Presented by Ronald A. Smith, Professor Emeritus, Kinesiology
Sponsored by the Penn State University Archives
Wednesday, August 10, 2011
Utilizing collections held by the Penn State University Archives and the Centre County Historical Society as well as material gleaned from newspapers, School Board and Borough meeting minutes, Professor Smith offers his presentation on the creation of State College’s iconic “Sinkhole” Memorial Field.
When State College was incorporated in 1896, it had one school, built by College Township and a high school would not even be created until the next decade. There were no intercollegiate athletics and no athletic field, except on the Penn State campus. There was, however, a sinkhole on a farm on the outskirts of State College that, when purchased in 1914, became a playground for a new school on Nittany Avenue.
The sinkhole was not prime agricultural land and was used by some in State College to deposit their garbage. When purchased, the objective was not to use it as an athletic field, but rather as a school play area. It wasn’t long before it became a place for the4 baseball team to play its games and a practice field for football (State College boys played their games on the Penn State campus).
By the mid-1920s, the Chamber of Commerce saw the “Hollow” as a future athletic stadium and soon John Bracken, head, Penn State’s Landscape Architecture Department, had drawings of an expanded State College school campus, including a stadium.
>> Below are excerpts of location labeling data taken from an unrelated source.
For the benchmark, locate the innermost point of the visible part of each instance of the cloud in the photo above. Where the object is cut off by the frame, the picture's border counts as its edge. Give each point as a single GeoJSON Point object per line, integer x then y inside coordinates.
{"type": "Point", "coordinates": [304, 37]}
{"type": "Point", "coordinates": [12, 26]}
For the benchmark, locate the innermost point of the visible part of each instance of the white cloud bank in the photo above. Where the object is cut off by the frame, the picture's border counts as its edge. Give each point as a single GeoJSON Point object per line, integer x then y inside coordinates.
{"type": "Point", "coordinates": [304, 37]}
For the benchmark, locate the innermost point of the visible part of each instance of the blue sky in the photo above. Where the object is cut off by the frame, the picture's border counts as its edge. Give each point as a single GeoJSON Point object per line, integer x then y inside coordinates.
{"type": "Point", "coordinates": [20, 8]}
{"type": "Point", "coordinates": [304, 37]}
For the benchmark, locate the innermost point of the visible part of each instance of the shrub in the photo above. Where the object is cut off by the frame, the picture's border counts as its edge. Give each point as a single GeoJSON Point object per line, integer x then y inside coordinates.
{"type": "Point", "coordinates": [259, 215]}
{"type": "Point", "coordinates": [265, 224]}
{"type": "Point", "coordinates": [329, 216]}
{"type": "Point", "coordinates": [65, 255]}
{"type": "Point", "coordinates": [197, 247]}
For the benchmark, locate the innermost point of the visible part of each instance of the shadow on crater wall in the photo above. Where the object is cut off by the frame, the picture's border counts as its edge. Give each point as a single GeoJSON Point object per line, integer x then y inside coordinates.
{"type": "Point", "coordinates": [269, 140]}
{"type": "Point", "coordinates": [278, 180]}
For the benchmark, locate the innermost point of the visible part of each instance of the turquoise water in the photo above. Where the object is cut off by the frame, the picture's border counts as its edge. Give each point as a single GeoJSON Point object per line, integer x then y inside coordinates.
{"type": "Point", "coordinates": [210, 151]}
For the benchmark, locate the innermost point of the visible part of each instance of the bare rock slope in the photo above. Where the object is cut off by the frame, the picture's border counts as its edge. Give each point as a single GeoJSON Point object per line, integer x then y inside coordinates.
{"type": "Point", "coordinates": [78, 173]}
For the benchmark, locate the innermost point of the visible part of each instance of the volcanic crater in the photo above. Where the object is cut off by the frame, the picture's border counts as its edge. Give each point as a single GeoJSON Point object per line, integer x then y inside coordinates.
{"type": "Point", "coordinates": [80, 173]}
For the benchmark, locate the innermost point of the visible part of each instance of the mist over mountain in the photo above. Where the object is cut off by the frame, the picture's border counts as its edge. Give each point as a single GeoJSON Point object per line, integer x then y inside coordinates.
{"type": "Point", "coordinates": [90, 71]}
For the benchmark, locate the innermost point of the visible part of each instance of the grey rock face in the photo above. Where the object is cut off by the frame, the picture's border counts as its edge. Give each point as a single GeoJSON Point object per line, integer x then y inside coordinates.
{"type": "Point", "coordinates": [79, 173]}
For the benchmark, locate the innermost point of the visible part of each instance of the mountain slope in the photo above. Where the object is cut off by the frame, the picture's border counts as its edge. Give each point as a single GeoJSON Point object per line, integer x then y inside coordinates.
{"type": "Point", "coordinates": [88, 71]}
Little progress was made on the “Hollow” until the Great Depression in the 1930s. At the height of the Depression, Franklin D. Roosevelt was elected President and the New Deal attempted to come to the rescue by building government projects and putting millions to work. The most prominent program was the Works Progress Administration (WPA) created in 1935. The WPA made possible the building of a stadium in State College, following the leadership of the State College schools superintendent Jo Hays. The nearly $100,000 project created the limestone-adorned athletic field that was named Memorial Field in 1946.
Smith offers the illustrated story of a sinkhole in the “Hollow” that was developed first into a baseball field, and then soon became the target of the State College Borough for an engineering project to drain surface water from Allen Street and elsewhere. How the School Board negotiated the draining of State College run-off water into the sinkhole with the State College Borough will be part of the discussion.